Last month, a district court judge in California dismissed a highly publicized lawsuit in which the plaintiff claimed that Starbucks’ iced beverages contained too much ice and not enough coffee. The suit was the subject of derision in the media and general public, and even the district court seemed incredulous that someone could not know that including ice in a beverage decreases the amount of the beverage that will be included in the cup. But the lawsuit still serves to highlight the growing trend of cases claiming that allegedly deceptive product packaging can cause consumers to believe they are receiving more food or drink than what they are actually receiving.
One particular category of this type of lawsuit is so-called “slack-fill” cases. The essence of these claims — many of which purport to assert claims on behalf of nationwide classes — is that product packaging contains too much empty space, or slack-fill.
Within the last several months, slack-fill lawsuits have been brought against the makers of Barilla pasta products and the makers of Sour Patch Watermelon candy. Other recent cases include, among others, lawsuits against the makers of M&M’s Minis, Nabisco Go-Paks, Rice-A-Roni and Pasta Roni, and McCormick pepper. Although plaintiffs have so far only resolved a few of these cases successfully, the uptick in the litigation shows no signs of abating.
The plaintiffs in these types of cases typically rely on federal law that prohibits the use of “nonfunctional” slack-fill.

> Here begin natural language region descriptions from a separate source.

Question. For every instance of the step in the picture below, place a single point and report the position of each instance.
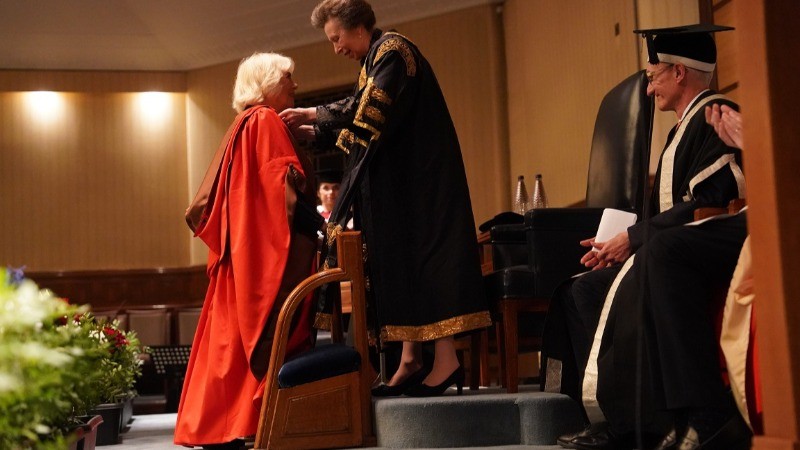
(486, 418)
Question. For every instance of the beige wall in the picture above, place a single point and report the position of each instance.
(475, 97)
(562, 59)
(103, 190)
(88, 179)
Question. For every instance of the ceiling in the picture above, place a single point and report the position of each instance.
(169, 35)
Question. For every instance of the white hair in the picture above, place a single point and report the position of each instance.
(258, 77)
(701, 76)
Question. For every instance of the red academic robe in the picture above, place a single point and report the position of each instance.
(246, 225)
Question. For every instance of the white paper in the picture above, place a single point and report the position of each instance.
(612, 223)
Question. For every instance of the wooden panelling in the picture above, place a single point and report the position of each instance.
(89, 81)
(562, 58)
(727, 56)
(659, 14)
(92, 180)
(770, 93)
(125, 289)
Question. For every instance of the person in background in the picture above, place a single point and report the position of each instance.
(407, 184)
(254, 210)
(607, 308)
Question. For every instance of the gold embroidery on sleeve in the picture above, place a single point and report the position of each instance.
(448, 327)
(362, 77)
(369, 115)
(323, 321)
(333, 231)
(398, 45)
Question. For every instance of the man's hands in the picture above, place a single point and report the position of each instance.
(295, 117)
(614, 251)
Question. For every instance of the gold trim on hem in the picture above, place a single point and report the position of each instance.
(444, 328)
(323, 321)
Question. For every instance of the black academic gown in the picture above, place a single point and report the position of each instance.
(628, 385)
(406, 182)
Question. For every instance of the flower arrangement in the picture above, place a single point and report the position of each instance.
(56, 363)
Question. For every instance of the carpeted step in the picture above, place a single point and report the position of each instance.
(481, 419)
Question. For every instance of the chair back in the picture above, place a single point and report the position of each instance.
(620, 156)
(152, 325)
(187, 319)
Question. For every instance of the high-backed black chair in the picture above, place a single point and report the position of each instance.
(321, 398)
(530, 260)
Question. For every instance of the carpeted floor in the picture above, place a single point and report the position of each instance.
(148, 432)
(154, 432)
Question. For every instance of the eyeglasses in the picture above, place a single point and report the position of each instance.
(652, 75)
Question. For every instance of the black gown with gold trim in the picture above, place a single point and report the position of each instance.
(407, 185)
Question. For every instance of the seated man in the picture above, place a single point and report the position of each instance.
(328, 190)
(696, 169)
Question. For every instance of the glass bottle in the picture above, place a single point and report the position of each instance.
(521, 196)
(539, 197)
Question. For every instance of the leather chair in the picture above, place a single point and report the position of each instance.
(321, 398)
(531, 259)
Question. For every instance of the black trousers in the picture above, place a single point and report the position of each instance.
(571, 323)
(660, 349)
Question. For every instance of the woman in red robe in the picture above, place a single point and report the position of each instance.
(255, 212)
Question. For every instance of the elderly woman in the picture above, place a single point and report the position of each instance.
(407, 183)
(261, 244)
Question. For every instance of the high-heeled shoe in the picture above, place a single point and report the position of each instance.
(414, 379)
(423, 390)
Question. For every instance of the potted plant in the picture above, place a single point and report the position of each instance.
(49, 366)
(120, 365)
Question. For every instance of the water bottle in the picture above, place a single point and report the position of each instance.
(521, 196)
(539, 197)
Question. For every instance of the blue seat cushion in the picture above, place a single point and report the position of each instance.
(511, 282)
(325, 361)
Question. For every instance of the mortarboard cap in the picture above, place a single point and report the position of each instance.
(690, 45)
(329, 176)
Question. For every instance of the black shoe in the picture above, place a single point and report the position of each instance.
(414, 379)
(734, 434)
(423, 390)
(236, 444)
(567, 440)
(669, 442)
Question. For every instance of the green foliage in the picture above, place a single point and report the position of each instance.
(56, 362)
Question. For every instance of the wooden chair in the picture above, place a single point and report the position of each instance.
(330, 412)
(617, 178)
(152, 325)
(186, 319)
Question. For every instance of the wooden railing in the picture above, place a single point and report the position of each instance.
(120, 289)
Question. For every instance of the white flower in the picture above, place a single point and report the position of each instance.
(9, 382)
(36, 352)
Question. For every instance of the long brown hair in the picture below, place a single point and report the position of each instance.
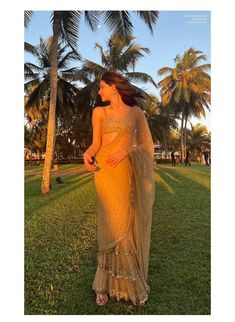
(127, 92)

According to the FDA, slack-fill is nonfunctional, and thus prohibited, unless it (1) is required for the protection of the contents of the package, (2) is needed for the operation of manufacturing machinery, (3) results from unavoidable product setting, (4) is necessary for the preparation or consumption of the product, (5) results from packaging that contains a reusable container (like gift products), or (6) is needed to meet mandatory labeling requirements. California has a similar statutory prohibition against the use of nonfunctional slack-fill.
Companies seeking to avoid the risk of slack-fill litigation should evaluate whether their packaging of food, drinks, and other products meets the federal standard. The easiest way to eliminate potential liability, of course, is to reduce package sizes and thus eliminate any slack-fill or empty space in product packaging. When that is not possible, companies should ensure that the empty space meets one of the six exceptions described above. Particular care should be given this type of evaluation when a company has reduced the amount of food or drink in a package without changing the package size — a change that can leave a company open to claims of misrepresentation or deception.
Along these same lines, companies can seek to limit their exposure by taking steps to ensure that their product packaging is not seen as deceptive. One easy way to do so is by making packaging transparent, which helps to prevent consumers from claiming that they did not how much of a product they were receiving. Another potential safeguard is to provide clear and conspicuous disclosures about the need for empty space in product packaging — much like the ubiquitous disclosures about product settling on cereal boxes and similar products. Finally, internal records are also important for defending against potential lawsuits — if, for example, a company’s product packaging requires slack-fill for the manufacturing and packaging process, then a company should maintain clear and accessible records demonstrating that need.